Sexübergriffe in der Schule Vater der Sex-Täter: «Was geht mich das an?»

  • Publiziert: 12.12.2007, Aktualisiert: 20.01.2012
  • Von Beat Michel und Karin Baltisberger

ZÜRICH – Beide Söhne sind Sex-Täter. Doch Fuad N.* kümmerts einen Dreck. Genau für solche Eltern fordernSchulbehörden: Zwangskurse, Bussen. Und wenns nichts nützt – Kinder weg.

Der Bosnier Fuad N. lebt mit seinen Teenager-Söhnen in Zürich-Seebach. Der Ältere wurde vor einem Jahr verhaftet und zu einer Sex-Therapie verdonnert – wegen sexueller Übergriffe auf eine 13-Jährige.

Und jetzt nahm die Polizei seinen jüngeren Bruder (13) mit. Er soll mit fünf anderen Burschen mehrere Mädchen
sexuell belästigt haben.

BLICK wollte gestern mit Fuad N. über seine Söhne sprechen. «Was geht mich das an?», sagt er. Und dann: «Ich mache dich tot!» Sein älterer Sohn kennt diese Sprache auch: «Verpiss dich, ich mache dich platt», flucht er.

Zwei Söhne, beide verhaftet. Beide kennen die Grenzen nicht. Und der Vater fühlt sich nicht verantwortlich.

Eltern, die sich nicht um ihre Kinder kümmern. Den Schulbehörden reichts.

«Wir haben alles getan, was wir konnten – jetzt muss man bei den Eltern ansetzen», sagt Vera Lang Temperli, Präsidentin der zuständigen Kreisschulpflege Glattal.

Auch Buhnrain-Schulleiter Dominic Liechti (28) will, dass jetzt die Eltern drankommen. «Wenn wir den Schülern Briefe mit nach Hause geben und schreiben: ‹Ihr Kind ist aggressiv›, werden wir von manchen Eltern schlicht ignoriert.» Zwangsmittel habe man nicht. «Da muss sich etwas ändern.»

Das Schulhaus Buhnrain hat nach den ersten Sex-Attacken vieles probiert. Sexualunterricht, Psychologen, Elternabende, Diskussionsstunden, Projektwochen, Theater.
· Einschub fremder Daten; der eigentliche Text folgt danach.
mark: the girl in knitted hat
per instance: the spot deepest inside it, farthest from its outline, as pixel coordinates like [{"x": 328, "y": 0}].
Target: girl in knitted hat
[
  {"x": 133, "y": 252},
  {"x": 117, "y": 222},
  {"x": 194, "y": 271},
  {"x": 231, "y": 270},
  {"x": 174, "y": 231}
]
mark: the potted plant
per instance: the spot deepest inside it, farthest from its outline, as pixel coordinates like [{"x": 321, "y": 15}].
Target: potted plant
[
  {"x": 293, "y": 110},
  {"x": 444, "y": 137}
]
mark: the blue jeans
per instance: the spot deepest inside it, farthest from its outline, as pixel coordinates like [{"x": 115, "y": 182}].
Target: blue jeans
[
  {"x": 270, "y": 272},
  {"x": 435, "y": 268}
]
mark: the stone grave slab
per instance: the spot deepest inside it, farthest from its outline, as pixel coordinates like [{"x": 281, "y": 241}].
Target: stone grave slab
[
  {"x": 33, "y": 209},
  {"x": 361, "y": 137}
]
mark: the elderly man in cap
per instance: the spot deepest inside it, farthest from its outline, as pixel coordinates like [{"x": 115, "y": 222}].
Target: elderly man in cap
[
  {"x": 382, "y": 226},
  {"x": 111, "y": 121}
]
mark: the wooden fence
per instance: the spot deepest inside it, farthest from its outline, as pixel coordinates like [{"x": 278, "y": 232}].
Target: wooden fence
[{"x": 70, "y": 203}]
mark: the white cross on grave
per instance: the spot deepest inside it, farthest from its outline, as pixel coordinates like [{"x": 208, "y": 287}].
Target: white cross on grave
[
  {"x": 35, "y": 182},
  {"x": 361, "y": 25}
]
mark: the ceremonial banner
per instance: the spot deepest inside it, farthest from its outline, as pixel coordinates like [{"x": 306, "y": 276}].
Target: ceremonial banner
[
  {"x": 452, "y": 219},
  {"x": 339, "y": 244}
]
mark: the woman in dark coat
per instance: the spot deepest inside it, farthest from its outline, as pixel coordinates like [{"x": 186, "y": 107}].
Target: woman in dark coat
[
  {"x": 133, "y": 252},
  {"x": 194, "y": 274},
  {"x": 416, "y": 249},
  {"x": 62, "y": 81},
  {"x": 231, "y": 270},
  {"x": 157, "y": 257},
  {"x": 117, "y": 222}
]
Doch viele Eltern ignorierten und sabotierten die Angebote. Prompt ist es wieder passiert. «Wir brauchen Hilfe», sagt Schulpflegerin Lang Temperli. Im Buhnrain habe man es mit vielen ausländischen Eltern zu tun. Das erschwere oft die Zusammenarbeit.

«Diesen Eltern muss man in Kursen die Grundlagen unseres Schulsystems und die Erziehung von Kindern beibringen», erklärt Lang Temperli.

Es gebe zwar ein freiwilliges Angebot für Schüler und Eltern, sich mit Schulsozialarbeitern zusammenzusetzen. «Dies wird aber kaum genutzt», so Lang Temperli.

Dann wird die Schulpflegerin deutlich: «Ich verlange, dass die gesetzlichen Grundlagen geschaffen werden, damit man Eltern zu solchen Kursen zwingen kann – mit Androhung einer Busse.»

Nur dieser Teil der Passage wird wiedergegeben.